Additionally, I’ll run parallel analysis and see how many components it suggests to leave:
x <- fa.parallel(countries_scaled[2:10], fm="pa", fa="pc", n.iter=1)## Parallel analysis suggests that the number of factors = NA and the number of components = 2
According to it, 3 components is the best solution, so we’ll explore the third component too. For now, let’s examine which variables contribute the most to the components.
pca_scores$rotation[,1:3]## PC1 PC2 PC3
## child_mort -0.4195194 -0.192883937 0.02954353
## exports 0.2838970 -0.613163494 -0.14476069
## health 0.1508378 0.243086779 0.59663237
## imports 0.1614824 -0.671820644 0.29992674
## income 0.3984411 -0.022535530 -0.30154750
## inflation -0.1931729 0.008404473 -0.64251951
## life_expec 0.4258394 0.222706743 -0.11391854
## total_fer -0.4037290 -0.155233106 -0.01954925
## gdpp 0.3926448 0.046022396 -0.12297749
PC1:
Life expectancy, total fertility, child mortality, income and gdp have
the highest impact on this component.
PC2:
Exports and imports are associated with this component.
PC3:
Health and inflation contribute to this component.
Visualization
Let’s plot the first two components:
fviz_pca_biplot(pca_scores, col.var="contrib", alpha.ind = 0.05, title = "Countries PCA", label = c("ind.sup", "quali", "var", "quanti.sup"), repel = TRUE)+
scale_color_gradient2(low="#9CBAD5", mid="blue",
high="red", midpoint=10) +
theme_minimal()So, it seems like our first component covers countries from ones with high fertility and high child mortality (less developed countries, I would assume) to the more developed countries with higher life expectancy, GDP and income per individual.
The second component represents is parallel to the first one and it depicts indicators about country’s trading - imports and exports, which both go the same way.

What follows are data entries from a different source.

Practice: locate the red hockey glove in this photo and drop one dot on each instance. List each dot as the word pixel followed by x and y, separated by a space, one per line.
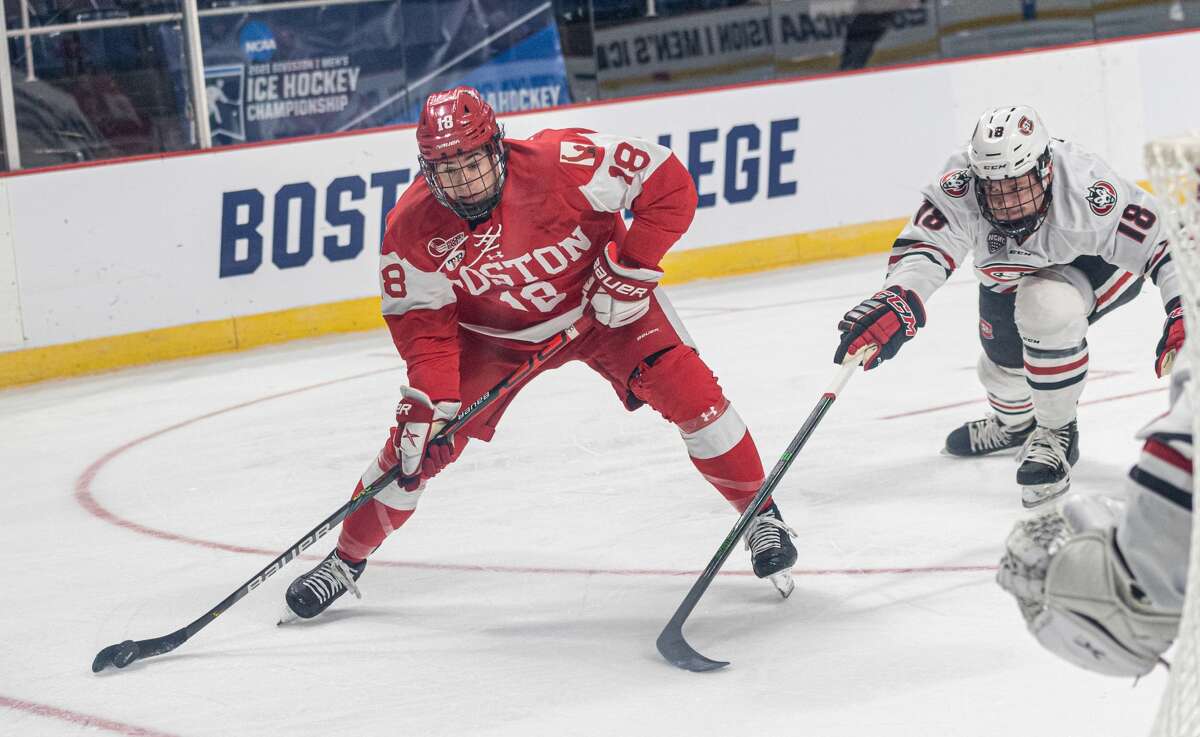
pixel 418 419
pixel 618 294
pixel 887 319
pixel 1173 339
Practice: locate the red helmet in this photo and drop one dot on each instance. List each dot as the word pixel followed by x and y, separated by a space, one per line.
pixel 455 123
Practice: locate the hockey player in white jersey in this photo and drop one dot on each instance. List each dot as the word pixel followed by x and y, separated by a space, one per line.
pixel 1059 240
pixel 1102 585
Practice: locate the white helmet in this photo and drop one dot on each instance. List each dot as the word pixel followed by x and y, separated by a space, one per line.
pixel 1011 143
pixel 1007 142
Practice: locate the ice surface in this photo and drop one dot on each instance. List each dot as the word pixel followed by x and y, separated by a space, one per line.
pixel 525 597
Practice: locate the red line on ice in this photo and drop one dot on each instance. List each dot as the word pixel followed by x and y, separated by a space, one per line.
pixel 84 496
pixel 85 720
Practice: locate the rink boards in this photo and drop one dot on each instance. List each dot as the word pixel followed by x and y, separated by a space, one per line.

Inflation and health don’t contribute much to those componens, so let’s look at the first and third dimension:
fviz_pca_biplot(pca_scores, col.var="contrib", axes = c(1,3), alpha.ind = 0.05, title = "Countries PCA", label = c("ind.sup", "quali", "var", "quanti.sup"), repel = TRUE)+
scale_color_gradient2(low="#9CBAD5", mid="blue",
high="red", midpoint=10) +
theme_minimal()As suspected, this component includes health and inflation, which are located in the opposite direction. It seems from this analysis that countries where spendings on health are high and countries with high inflation are total opposites. This might reflect country’s overall policy orientation and how it decides to spend the budget, I suppose, that countries with levels of inflation decide not to spend much budget on healthcare.